PETALING JAYA: The Center to Combat Corruption and Cronyism (C4) has called for a comprehensive audit of the River of Life (ROL) project, saying shortfalls in physical progress in its components is a cause for concern for taxpayers.
The ROL project was launched in 2012 to clean up and beautify a 10km stretch of the Klang River in central Kuala Lumpur.
The RM4.4 billion project includes river cleaning, beautification and development. A total of RM3.4 billion was allocated for clean-up operations and the remaining RM1 billion for landscaping.
In a statement, C4 executive director Cynthia Gabriel and senior researcher Lalitha Kunaratnam noted that the 2015 Auditor-General’s Report Series 1 showed there were cost escalations and delays in execution of the river cleaning component of the ROL.

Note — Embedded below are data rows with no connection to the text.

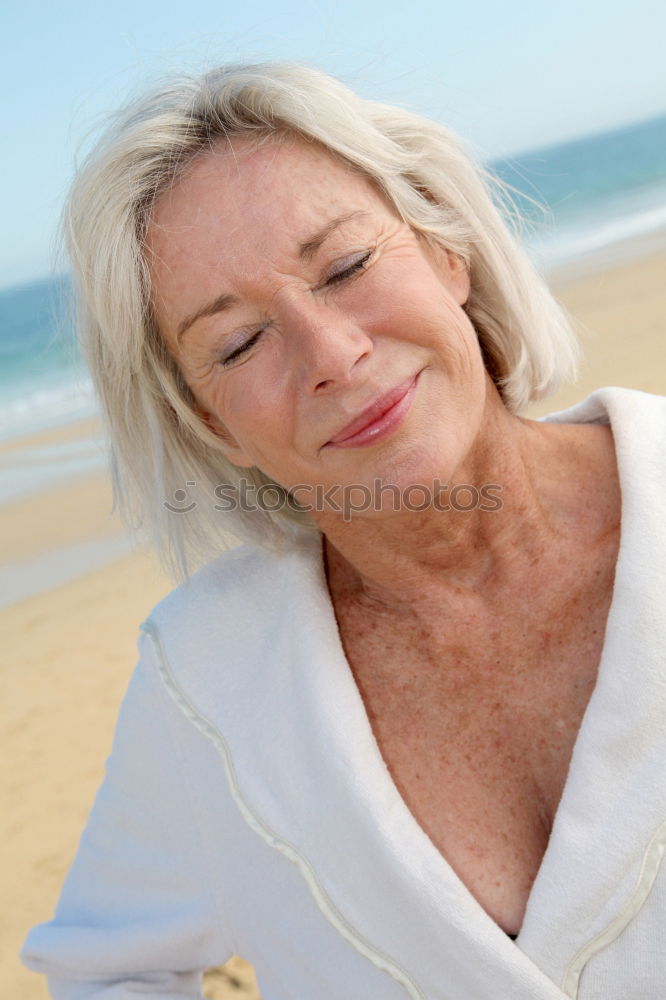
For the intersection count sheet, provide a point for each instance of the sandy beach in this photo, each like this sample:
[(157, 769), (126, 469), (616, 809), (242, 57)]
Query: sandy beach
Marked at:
[(67, 653)]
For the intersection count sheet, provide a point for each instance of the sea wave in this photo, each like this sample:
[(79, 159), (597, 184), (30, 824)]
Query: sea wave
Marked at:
[(49, 401)]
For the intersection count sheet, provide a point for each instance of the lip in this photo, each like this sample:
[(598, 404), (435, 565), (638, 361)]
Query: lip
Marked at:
[(379, 419)]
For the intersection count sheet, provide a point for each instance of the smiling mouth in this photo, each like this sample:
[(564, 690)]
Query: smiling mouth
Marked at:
[(379, 419)]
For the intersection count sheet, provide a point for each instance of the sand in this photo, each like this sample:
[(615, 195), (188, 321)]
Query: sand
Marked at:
[(67, 654)]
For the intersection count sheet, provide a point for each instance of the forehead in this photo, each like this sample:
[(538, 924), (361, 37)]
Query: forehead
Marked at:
[(242, 196)]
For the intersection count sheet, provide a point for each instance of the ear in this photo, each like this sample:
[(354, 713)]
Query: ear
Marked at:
[(231, 448), (458, 277), (452, 269)]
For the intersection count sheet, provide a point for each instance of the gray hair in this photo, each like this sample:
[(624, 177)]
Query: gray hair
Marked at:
[(159, 443)]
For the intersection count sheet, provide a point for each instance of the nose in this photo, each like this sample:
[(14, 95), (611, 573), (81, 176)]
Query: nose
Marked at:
[(327, 346)]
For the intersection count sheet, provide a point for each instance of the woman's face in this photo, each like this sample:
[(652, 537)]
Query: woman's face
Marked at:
[(324, 341)]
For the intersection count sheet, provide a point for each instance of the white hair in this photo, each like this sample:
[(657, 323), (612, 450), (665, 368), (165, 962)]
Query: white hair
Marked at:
[(159, 443)]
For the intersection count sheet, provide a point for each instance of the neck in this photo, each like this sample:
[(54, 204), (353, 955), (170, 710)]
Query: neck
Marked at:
[(533, 482)]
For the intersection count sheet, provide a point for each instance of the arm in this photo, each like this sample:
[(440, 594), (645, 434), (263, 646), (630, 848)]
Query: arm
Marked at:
[(139, 912)]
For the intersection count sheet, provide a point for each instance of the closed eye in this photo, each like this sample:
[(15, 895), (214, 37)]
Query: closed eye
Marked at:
[(356, 265), (240, 351)]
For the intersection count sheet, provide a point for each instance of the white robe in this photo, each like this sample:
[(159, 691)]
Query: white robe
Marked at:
[(247, 808)]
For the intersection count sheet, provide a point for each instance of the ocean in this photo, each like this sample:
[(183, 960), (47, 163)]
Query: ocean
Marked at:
[(598, 192)]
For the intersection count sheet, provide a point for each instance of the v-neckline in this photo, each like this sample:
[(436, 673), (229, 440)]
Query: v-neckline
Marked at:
[(409, 821)]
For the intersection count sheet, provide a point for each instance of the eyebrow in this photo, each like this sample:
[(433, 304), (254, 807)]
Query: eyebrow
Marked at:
[(218, 305), (306, 251)]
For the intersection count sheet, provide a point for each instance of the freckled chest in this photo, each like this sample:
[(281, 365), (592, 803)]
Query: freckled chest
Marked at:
[(476, 719)]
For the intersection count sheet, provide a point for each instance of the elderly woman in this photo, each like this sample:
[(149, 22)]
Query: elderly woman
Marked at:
[(408, 739)]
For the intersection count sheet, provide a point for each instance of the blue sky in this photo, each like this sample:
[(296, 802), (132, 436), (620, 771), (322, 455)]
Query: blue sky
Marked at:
[(507, 76)]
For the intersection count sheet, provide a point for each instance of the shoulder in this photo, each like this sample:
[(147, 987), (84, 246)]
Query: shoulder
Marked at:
[(619, 407), (234, 581), (227, 619)]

“It has revealed, among others, lack of feasibility studies, procedural missteps, lack of oversight, poor contract management and enforcement,” they said.
“These flaws continued to prevail since no corrective or preventive action was taken to address them, as revealed in the subsequent audit in 2017,” they added.
Data from the 2017 A-G’s report on river water quality control projects cited in the statement showed that all six contracts in the ROL project had extensions of time (EOTs) granted, ranging from 92 days to 944 days.
An audit conducted on six of the 14 contracts awarded for the ROL, they added, revealed that the contracts increased by RM15 million to RM182 million as of October 2017.
Cynthia and Lalitha also cited a recent media report that said collapsible weirs (barriers) costing RM35 million at the Dayabumi Complex and in Brickfields had been out of commission for months.
Weirs are being installed at several places along a 2.2km river stretch from Dataran Merdeka to Dayabumi in the city centre as part of the ROL’s river beautification.
They further claimed a recent site visit to a river beautification site at Taman Titiwangsa, which is supposed to be completed this November, “suggests that the contractor had no intention to make it work within the timeframe and the project is far from completion”.
Cynthia and Lalitha asked what the Pakatan Harapan government and, in particular, the federal territories ministry and Kuala Lumpur City Hall (DBKL) had done to make remedial changes to the ROL project.
They also want to know if there was any cancellation or reverse tendering of incompetent contractors or project consultants and if any non-performing contractors or project consultants were punished or blacklisted by DBKL.
“Why was DBKL’s lackadaisical attitude towards the critical defects of costly non-functional collapsible weirs not detected or vetted by the federal territories minister? Is the current FT minister aware of this matter?”
To ensure that the government gets value for money from this project, they recommended that a revision of the initial plans in relation to its design, requirements, functionality and challenges be carried out.
They also asked that the government carry out a cost-benefit analysis to determine options which would provide the best approach to achieve benefits while maintaining costs to the minimum.
“In line with Pakatan’s pledge to tackle entrenched corruption, C4 urges immediate steps for access to information for public feedback.
“We further assert that Pakatan lay down important rules and standards on accountability mechanisms to assist in detecting fraud and assert our right to greater information over the dealings involving government and sales of government properties.”